Languages
[Edit]
EN

Java - check words similarity (fuzzy compare with bigrams)

8 points
Created by:
Root-ssh
115270

In this article, we would like to show how to check words similarity in Java.

Below logic:

  1. calculates words bigrams,
  2. counts bigram hits to find similarity,
  3. divides hits by bigrams to calculate final words similarity.

Below checkSimilarity() function result indicates how two words are similar.

Similarity measured is from 0, where:

  • 0 - means: the worlds are totally different,
  • >=1 - means: the words are the same or contain similar part.

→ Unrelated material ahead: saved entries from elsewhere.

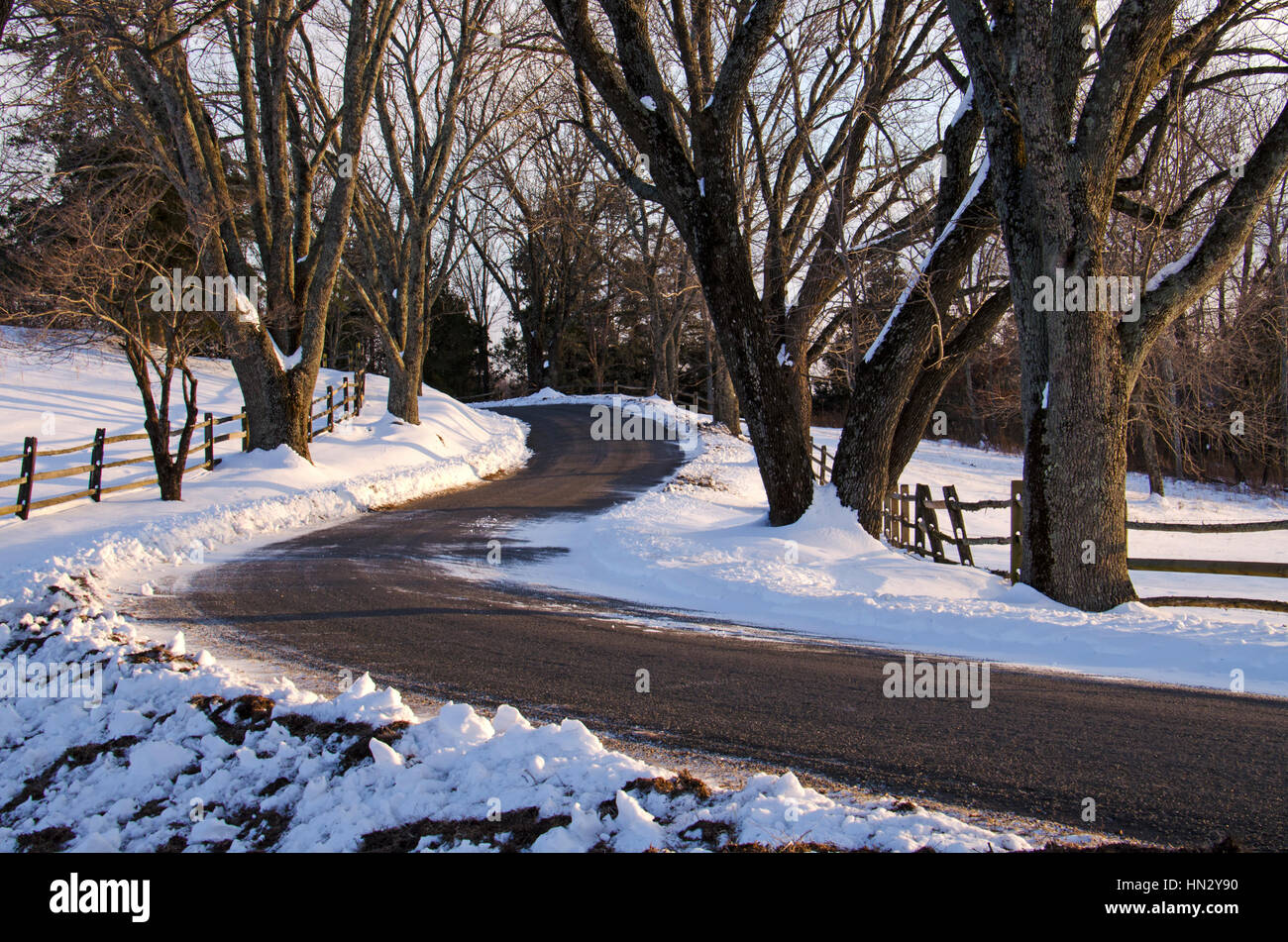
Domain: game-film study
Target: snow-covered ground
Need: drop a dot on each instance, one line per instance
(700, 542)
(366, 463)
(114, 740)
(181, 753)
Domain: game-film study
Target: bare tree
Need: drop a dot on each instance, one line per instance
(450, 82)
(138, 54)
(91, 259)
(1067, 102)
(756, 183)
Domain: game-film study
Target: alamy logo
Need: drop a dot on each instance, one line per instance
(1081, 293)
(209, 293)
(642, 422)
(936, 680)
(52, 680)
(75, 894)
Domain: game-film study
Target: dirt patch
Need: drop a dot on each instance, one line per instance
(160, 654)
(520, 829)
(77, 756)
(683, 784)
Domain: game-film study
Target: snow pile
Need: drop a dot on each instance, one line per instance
(700, 542)
(370, 461)
(180, 753)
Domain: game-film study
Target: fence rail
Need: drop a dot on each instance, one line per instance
(911, 521)
(349, 404)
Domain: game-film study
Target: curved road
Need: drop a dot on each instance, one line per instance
(1163, 764)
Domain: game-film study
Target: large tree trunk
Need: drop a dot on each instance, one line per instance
(404, 383)
(1147, 446)
(773, 392)
(724, 399)
(1076, 392)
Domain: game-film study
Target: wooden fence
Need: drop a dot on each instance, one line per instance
(911, 521)
(349, 403)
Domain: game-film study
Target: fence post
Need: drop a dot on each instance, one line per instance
(1017, 529)
(29, 471)
(927, 525)
(958, 523)
(905, 529)
(210, 440)
(95, 471)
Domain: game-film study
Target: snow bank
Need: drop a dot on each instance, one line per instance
(183, 754)
(366, 463)
(700, 542)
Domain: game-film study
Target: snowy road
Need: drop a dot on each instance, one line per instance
(1162, 764)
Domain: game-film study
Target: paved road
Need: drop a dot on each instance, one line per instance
(1171, 765)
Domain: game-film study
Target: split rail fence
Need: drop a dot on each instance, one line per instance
(339, 403)
(911, 521)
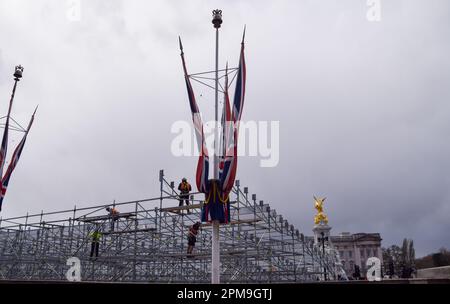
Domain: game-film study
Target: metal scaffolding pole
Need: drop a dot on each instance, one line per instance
(215, 252)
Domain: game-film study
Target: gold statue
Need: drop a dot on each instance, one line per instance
(320, 216)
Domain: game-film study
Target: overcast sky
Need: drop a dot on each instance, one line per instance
(363, 106)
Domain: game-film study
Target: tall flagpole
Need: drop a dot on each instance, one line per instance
(215, 246)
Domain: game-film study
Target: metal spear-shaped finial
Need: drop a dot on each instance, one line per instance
(18, 72)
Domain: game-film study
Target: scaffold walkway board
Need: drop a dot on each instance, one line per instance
(147, 242)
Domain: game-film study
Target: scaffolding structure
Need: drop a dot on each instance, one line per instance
(147, 242)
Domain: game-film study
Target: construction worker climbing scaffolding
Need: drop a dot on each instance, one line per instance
(114, 216)
(184, 188)
(95, 236)
(192, 237)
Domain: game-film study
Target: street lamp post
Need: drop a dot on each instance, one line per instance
(323, 239)
(215, 246)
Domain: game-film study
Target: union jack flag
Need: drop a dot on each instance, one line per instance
(231, 128)
(14, 160)
(4, 147)
(203, 160)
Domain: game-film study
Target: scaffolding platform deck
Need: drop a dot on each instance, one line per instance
(149, 244)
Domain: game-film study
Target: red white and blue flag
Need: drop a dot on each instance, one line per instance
(231, 127)
(4, 147)
(203, 160)
(14, 160)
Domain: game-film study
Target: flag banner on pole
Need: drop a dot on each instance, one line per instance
(231, 128)
(217, 202)
(203, 160)
(14, 160)
(4, 147)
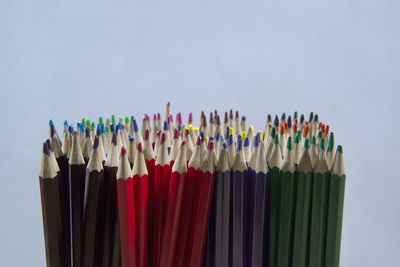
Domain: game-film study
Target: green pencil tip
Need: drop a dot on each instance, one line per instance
(322, 145)
(289, 145)
(276, 140)
(331, 142)
(306, 144)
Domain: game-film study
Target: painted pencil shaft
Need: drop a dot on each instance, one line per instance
(302, 220)
(141, 218)
(319, 209)
(275, 177)
(77, 192)
(285, 234)
(92, 219)
(56, 255)
(186, 217)
(335, 210)
(110, 211)
(259, 228)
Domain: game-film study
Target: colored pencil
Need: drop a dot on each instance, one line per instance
(77, 172)
(126, 212)
(302, 209)
(49, 181)
(175, 198)
(335, 210)
(140, 185)
(92, 208)
(162, 173)
(202, 208)
(110, 204)
(187, 208)
(62, 163)
(285, 234)
(239, 203)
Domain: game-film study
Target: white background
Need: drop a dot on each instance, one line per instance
(68, 59)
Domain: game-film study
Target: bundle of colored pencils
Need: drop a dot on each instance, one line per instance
(169, 194)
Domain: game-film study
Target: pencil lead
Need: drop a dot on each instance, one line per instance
(289, 144)
(217, 136)
(302, 118)
(114, 139)
(135, 126)
(246, 141)
(163, 138)
(46, 149)
(239, 144)
(276, 121)
(322, 145)
(311, 117)
(140, 148)
(96, 142)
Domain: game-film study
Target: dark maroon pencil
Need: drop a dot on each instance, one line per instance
(64, 185)
(49, 181)
(110, 205)
(92, 206)
(77, 171)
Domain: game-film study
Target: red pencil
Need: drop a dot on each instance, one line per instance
(202, 206)
(126, 212)
(162, 173)
(150, 162)
(140, 185)
(188, 199)
(175, 199)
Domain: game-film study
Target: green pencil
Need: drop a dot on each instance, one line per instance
(302, 209)
(274, 176)
(319, 209)
(335, 210)
(285, 234)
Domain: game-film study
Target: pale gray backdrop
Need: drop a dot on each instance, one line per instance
(68, 59)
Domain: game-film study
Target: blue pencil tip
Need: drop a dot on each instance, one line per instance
(246, 141)
(217, 136)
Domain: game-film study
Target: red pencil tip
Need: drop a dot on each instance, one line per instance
(146, 134)
(211, 145)
(123, 151)
(140, 148)
(198, 142)
(163, 138)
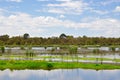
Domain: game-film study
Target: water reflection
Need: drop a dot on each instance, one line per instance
(60, 74)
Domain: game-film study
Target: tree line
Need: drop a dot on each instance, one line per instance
(63, 39)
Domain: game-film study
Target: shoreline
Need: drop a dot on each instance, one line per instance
(29, 64)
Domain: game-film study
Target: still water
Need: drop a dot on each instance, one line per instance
(60, 74)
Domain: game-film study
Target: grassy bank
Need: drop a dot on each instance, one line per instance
(12, 64)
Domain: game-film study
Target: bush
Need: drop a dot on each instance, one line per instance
(3, 49)
(49, 66)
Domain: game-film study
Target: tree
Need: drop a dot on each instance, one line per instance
(63, 36)
(26, 36)
(4, 37)
(96, 51)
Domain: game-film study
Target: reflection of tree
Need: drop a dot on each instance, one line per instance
(113, 49)
(96, 52)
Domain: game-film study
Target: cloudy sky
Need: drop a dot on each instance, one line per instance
(52, 17)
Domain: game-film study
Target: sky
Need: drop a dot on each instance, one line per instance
(47, 18)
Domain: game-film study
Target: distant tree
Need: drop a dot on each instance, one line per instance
(26, 36)
(4, 37)
(63, 36)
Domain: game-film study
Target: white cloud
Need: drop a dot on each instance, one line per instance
(99, 11)
(62, 16)
(117, 9)
(107, 2)
(20, 23)
(14, 0)
(68, 7)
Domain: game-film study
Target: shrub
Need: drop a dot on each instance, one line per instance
(3, 49)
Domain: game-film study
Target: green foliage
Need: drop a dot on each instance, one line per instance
(52, 65)
(112, 48)
(62, 39)
(26, 36)
(49, 66)
(2, 49)
(29, 53)
(73, 49)
(22, 47)
(96, 51)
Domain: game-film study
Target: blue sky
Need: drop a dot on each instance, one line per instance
(47, 18)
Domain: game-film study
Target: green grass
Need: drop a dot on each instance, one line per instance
(13, 64)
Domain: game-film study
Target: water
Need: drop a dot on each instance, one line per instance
(60, 74)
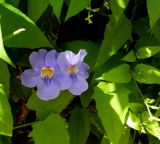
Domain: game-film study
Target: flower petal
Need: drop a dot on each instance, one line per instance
(64, 81)
(78, 86)
(50, 59)
(37, 59)
(79, 57)
(63, 62)
(47, 92)
(82, 71)
(31, 78)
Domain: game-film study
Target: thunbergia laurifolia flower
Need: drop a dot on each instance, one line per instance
(75, 71)
(45, 74)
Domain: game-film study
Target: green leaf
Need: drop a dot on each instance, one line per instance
(4, 76)
(14, 3)
(44, 108)
(3, 54)
(112, 106)
(147, 51)
(118, 6)
(50, 131)
(76, 6)
(57, 7)
(79, 126)
(133, 121)
(125, 136)
(146, 74)
(89, 46)
(130, 57)
(6, 121)
(153, 11)
(119, 74)
(32, 37)
(151, 125)
(116, 34)
(36, 8)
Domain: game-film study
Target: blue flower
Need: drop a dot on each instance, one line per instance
(74, 71)
(45, 74)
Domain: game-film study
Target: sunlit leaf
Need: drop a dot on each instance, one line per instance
(52, 130)
(36, 8)
(44, 108)
(130, 57)
(119, 74)
(153, 11)
(57, 7)
(147, 51)
(116, 34)
(76, 6)
(146, 74)
(79, 126)
(151, 125)
(112, 106)
(11, 20)
(6, 120)
(118, 6)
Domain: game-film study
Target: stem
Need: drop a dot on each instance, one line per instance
(24, 125)
(134, 136)
(138, 89)
(150, 114)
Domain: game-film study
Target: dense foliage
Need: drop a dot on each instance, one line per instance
(118, 102)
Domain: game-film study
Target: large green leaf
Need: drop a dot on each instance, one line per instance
(79, 126)
(4, 76)
(146, 74)
(57, 7)
(11, 20)
(6, 121)
(44, 108)
(3, 54)
(151, 125)
(76, 6)
(52, 130)
(112, 105)
(36, 8)
(119, 74)
(153, 11)
(147, 51)
(118, 6)
(116, 34)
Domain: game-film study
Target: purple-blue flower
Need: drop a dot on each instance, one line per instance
(45, 74)
(74, 71)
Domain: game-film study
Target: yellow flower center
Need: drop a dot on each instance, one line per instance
(72, 69)
(47, 72)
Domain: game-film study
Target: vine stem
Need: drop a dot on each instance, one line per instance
(150, 114)
(24, 125)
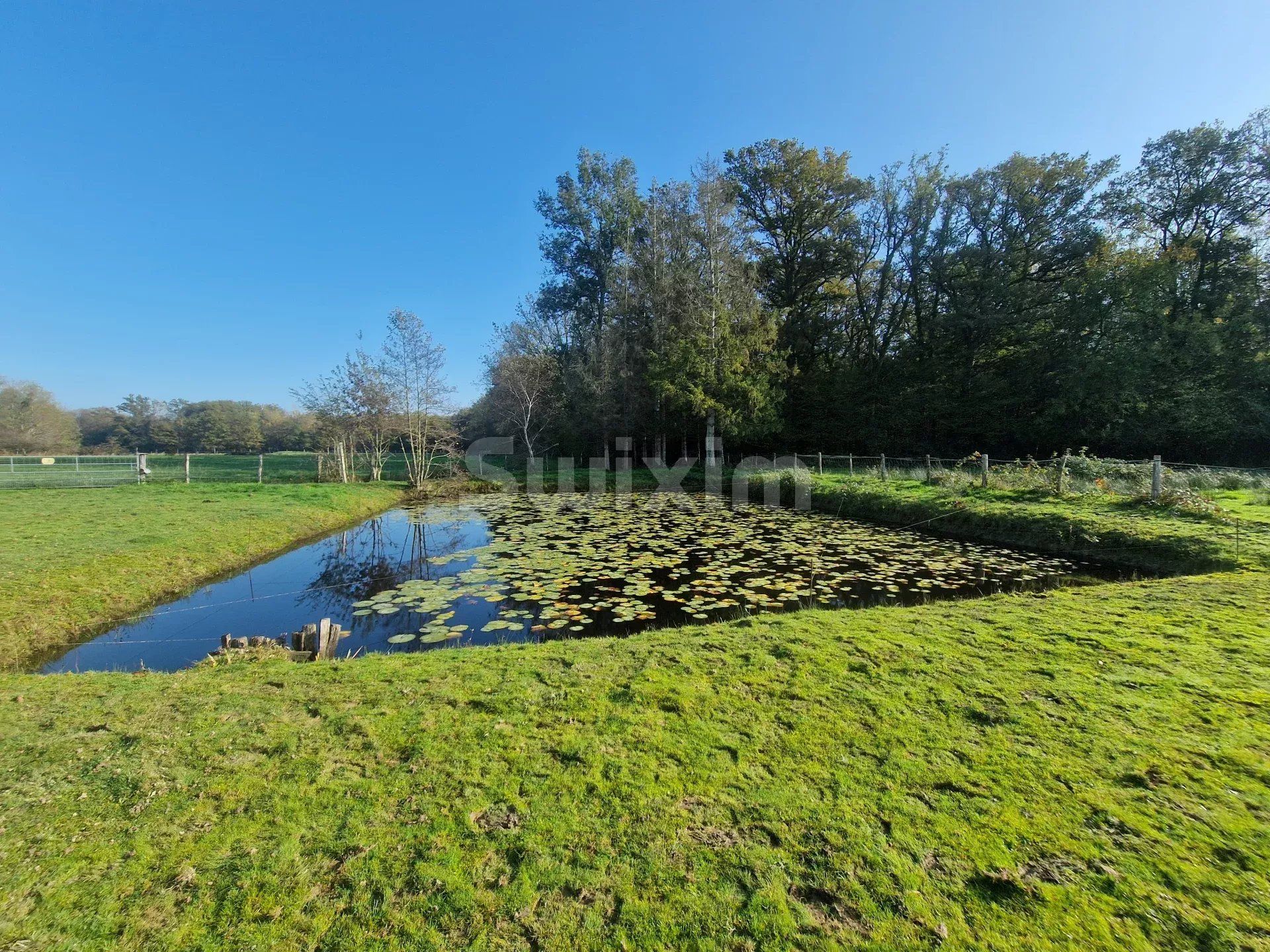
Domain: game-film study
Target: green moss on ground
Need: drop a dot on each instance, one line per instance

That kind of approach is may be applied in fuzzy search.

Practical example

Program.java file:

package com.example;

import machine_learning.modeling.FuzzyUtils;

public class Program {

    public static void main(String[] args) {

        System.out.println(FuzzyUtils.checkSimilarity("Chris",  "Chris"));  // 1
        System.out.println(FuzzyUtils.checkSimilarity("John1",  "John2"));  // 0.6
        System.out.println(FuzzyUtils.checkSimilarity("Google", "Gogle"));  // 0.9090909090909091
        System.out.println(FuzzyUtils.checkSimilarity("Ann",    "Matt" ));  // 0
    }
}

Output:

1.0
0.6
0.9090909090909091
0.0

 

FuzzyUtils.java file:

package com.example;

import java.util.Objects;

public class FuzzyUtils {

    public static String[] createBigram(String word) {
        int length = word.length();
        if (length == 0) {
            return new String[0];
        }
        String code = word.toLowerCase();
        String[] vector = new String[length];
        int limit = length - 1;
        for (int i = 0; i < limit; ++i) {
            vector[i] = code.substring(i, i + 2);
        }
        vector[limit] = code.substring(limit, length);
        return vector;
    }

    public static double checkSimilarity(String a, String b) {
        if (a.isEmpty() || b.isEmpty()) {
            return 0.0;
        }
        String[] aBigram = createBigram(a);
        String[] bBigram = createBigram(b);
        int hits = 0;
        for (int x = 0; x < aBigram.length; ++x) {
            for (int y = 0; y < bBigram.length; ++y) {
                if (Objects.equals(aBigram[x], bBigram[y])) {
                    hits += 1;
                }
            }
        }
        if (hits > 0) {
          	int union = aBigram.length + bBigram.length;
          	return (2.0 * hits) / (double)union;
        }
        return 0.0;
    }
}

Note: do not compare sentences or whole texts using the above function - it may lead to comparison mistakes.

References

  1. Bigram - Wikipedia
  2. Approximate string matching - Wikipedia

Native Advertising
🚀
Get your tech brand or product in front of software developers.
For more information Contact us
Dirask - we help you to
solve coding problems.
Ask question.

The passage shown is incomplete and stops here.